2013 yılında, yine “gözün gözü görmediği” bir dönemde Sancaktar dergisinde “15-20 yaş arası kardeşlerime” hitaben buna dair bir yazı kaleme almıştım.

Mevzubahis “sanal ortamda” 15-20 yaş sınıfının çok üstünde olan bir yığın kimse de var elbette, ama, yazıda da belirttiğim üzere, “onlar zaten her şeyi biliyorlar!”

Arz ederim.

*****

Merhaba arkadaşlar. Ben Fatih Mutlu. Bu hafta sizlere bir meseleye tam olarak nasıl bakmamız gerektiğini kalemim yettiğince anlatmaya çalışacağım. Anlatacağım şeyleri ve çok daha fazlasını sizden büyük ağabeyleriniz, ablalarınız zaten bildikleri için başlıkta “15-20 yaş arası” kısıtlamasını belirttim! Muhtemelen aranızda bu hususu benden daha iyi bilenler de vardır ama kendimin bu hususu “15-20”den çok sonra öğrendiğim hatrıma gelince, bunun sıkıntısını çok çektiğim hatrıma gelince, belki kardeşlerime bir faydam dokunur diye düşündüm.

(Öte yandan, 15-20 yaş arası iseniz ve yazıyı baştan başlayıp şu an okuduğunuz cümleye kadar okumaya devam ettiyseniz, bir ağabeyiniz olarak söylüyorum, alnından öpülecek gençlersiniz.

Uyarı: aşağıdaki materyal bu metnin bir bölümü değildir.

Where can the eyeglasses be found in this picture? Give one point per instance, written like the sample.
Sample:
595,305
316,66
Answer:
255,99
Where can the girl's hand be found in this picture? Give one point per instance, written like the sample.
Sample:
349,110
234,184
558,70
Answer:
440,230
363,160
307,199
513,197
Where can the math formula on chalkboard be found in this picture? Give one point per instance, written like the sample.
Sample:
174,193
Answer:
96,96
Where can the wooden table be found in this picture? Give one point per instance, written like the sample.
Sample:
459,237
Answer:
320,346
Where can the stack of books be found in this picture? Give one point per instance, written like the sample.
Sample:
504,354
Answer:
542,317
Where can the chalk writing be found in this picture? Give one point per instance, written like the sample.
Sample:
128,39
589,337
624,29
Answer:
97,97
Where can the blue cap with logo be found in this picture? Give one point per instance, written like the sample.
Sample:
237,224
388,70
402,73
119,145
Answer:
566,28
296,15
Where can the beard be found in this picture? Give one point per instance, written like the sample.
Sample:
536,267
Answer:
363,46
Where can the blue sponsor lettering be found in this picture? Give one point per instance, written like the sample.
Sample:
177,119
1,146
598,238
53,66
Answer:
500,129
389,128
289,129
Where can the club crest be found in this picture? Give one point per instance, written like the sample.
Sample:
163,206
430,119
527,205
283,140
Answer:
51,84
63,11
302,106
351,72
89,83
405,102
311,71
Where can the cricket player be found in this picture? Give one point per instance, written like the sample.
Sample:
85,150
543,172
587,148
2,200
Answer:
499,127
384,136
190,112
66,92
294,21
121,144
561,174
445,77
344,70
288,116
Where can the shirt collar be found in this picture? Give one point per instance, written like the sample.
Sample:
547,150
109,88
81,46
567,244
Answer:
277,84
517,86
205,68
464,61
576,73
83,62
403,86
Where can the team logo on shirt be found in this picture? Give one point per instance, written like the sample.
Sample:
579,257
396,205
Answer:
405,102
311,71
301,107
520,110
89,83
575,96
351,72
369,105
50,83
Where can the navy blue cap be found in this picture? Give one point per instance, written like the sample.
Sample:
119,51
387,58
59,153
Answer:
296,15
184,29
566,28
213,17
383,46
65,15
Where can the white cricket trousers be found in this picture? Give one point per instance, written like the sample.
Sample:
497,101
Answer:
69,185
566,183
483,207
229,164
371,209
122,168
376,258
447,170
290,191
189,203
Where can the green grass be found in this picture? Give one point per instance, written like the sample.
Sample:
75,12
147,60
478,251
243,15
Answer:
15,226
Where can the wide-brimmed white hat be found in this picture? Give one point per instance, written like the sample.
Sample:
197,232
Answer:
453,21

Evinizden kalkmışsınız, gazete bayiine gitmişsiniz, Sancaktar almışsınız, sayfaları çevirmişsiniz, bu yazının olduğu sayfaya gelmişsiniz, başlığı görmüşsünüz, okumaya başlamışsınız ve bu satırlara kadar gelmişsiniz… Zamanımızda böyle gençler bulmak çok zor.)

Evet, her neyse… Şimdi dilerseniz konumuza dönelim. Başlamadan önce bir hatırlatma yapayım: Birazdan okuyacaklarınızı, kendinizi hem etken hem de edilgen konumda düşünerek değerlendirin lütfen.

Evet, bir meseleye tam olarak nasıl bakmalıyız?

Tam olarak şöyle bakmalıyız:

1Öğrenmek, tartışmak ya da ifade etmek üzere baktığınız bir meseleyi, asla ve asla, Kur’an-ı Kerim’i, Siyer-i Nebi ve Hadis-i Şerifleri, peygamberlerimizin hayatlarıyla aydınlanan insanlık tecrübelerini merkeze almaksızın değerlendirmeyin.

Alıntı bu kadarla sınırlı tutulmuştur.